Cloudflare, the network which holds up a sizeable chunk of the Internet, and GPU and chip giant NVIDIA, have announced a collaboration aimed towards deploying artificial intelligence (AI) at the edge.
The ‘AI at the edge’ partnership looks to combine the former for NVIDIA and the latter for Cloudflare. The result will be a ‘massive platform on which developers can deploy applications that use pre-trained or custom machine learning models in seconds.’
The companies outline the rationale for the partnership thus:
“Today’s applications use AI for a variety of tasks from translating text on webpages to object recognition in images, making machine learning models a critical part of application development,” the companies wrote. “Users expect this functionality to be fast and reliable, while developers want to keep proprietary machine learning models reliable and secure.
“Cloudflare is seamlessly solving for their security, performance, and reliability needs while NVIDIA provides developers with a broad range of AI-powered application frameworks.”
These frameworks include Jarvis, for natural language processing, Clara, for healthcare and life sciences, and Morpheus for cybersecurity.
Developers will be able to leverage the TensorFlow platform to build and test machine learning models, before deploying them globally onto Cloudflare’s edge network. The partnership will build upon Cloudflare’s current internal machine learning needs, such as business intelligence and bot detection, and package it for any developer to use.
“Cloudflare Workers is one of the fastest and most widely adopted edge computing products with security built into its DNA,” said Matthew Prince, co-founder and CEO of Cloudflare in a statement. “Now, working with NVIDIA, we will be bringing developers powerful artificial intelligence tools to build the applications that will power the future.”
Machine learning is increasingly becoming an irresistible component to take to the network edge. The theory, as Cloudflare and NVIDIA put it, is that machine learning models can be enhanced to millisecond latency. Previously, such models were deployed on expensive centralised servers, or using cloud services which limited them to ‘regions’.

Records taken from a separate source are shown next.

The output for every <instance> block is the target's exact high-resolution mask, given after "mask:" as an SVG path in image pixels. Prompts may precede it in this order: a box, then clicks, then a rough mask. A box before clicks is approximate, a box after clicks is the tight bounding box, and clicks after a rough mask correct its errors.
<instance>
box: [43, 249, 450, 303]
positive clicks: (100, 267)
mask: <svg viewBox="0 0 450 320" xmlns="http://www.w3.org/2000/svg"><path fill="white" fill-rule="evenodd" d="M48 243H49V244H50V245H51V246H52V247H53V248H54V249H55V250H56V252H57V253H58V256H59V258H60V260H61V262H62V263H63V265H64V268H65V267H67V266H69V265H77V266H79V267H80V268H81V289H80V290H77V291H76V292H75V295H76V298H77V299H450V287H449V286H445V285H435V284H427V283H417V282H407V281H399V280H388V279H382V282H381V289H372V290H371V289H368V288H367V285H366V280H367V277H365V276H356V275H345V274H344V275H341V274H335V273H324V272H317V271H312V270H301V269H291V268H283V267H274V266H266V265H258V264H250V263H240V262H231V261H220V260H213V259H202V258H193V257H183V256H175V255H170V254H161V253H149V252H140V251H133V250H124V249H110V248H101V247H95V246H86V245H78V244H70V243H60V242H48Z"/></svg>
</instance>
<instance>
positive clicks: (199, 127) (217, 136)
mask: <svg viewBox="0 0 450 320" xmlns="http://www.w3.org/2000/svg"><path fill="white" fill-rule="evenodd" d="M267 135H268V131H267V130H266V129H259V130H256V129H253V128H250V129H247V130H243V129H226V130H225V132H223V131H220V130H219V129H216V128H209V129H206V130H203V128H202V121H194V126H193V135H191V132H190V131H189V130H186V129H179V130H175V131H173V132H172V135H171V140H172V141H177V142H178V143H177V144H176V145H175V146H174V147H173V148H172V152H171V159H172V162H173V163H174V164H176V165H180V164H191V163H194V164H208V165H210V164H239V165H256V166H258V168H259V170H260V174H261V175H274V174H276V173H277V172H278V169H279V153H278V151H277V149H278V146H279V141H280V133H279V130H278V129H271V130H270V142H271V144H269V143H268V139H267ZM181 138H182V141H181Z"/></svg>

Other companies are looking at a different approach to machine learning. Speaking to this publication in February, Zach Shelby, CEO of Edge Impulse, noted that as a relative amateur in ML, his expertise in embedded engineering and the corresponding growth of the Internet of Things (IoT) led to a light bulb moment, where techniques from the cloud ML world could be harnessed at microcontroller-scale.
“Almost all algorithms today are hand-coded – trial and error,” he told Edge Computing News. “They’re using data as a kind of testing facility, but not as a way to really drive what’s being designed. What machine learning does is flip the entire equation on its head, and now you have the ability to use data to drive design. That’s powerful.”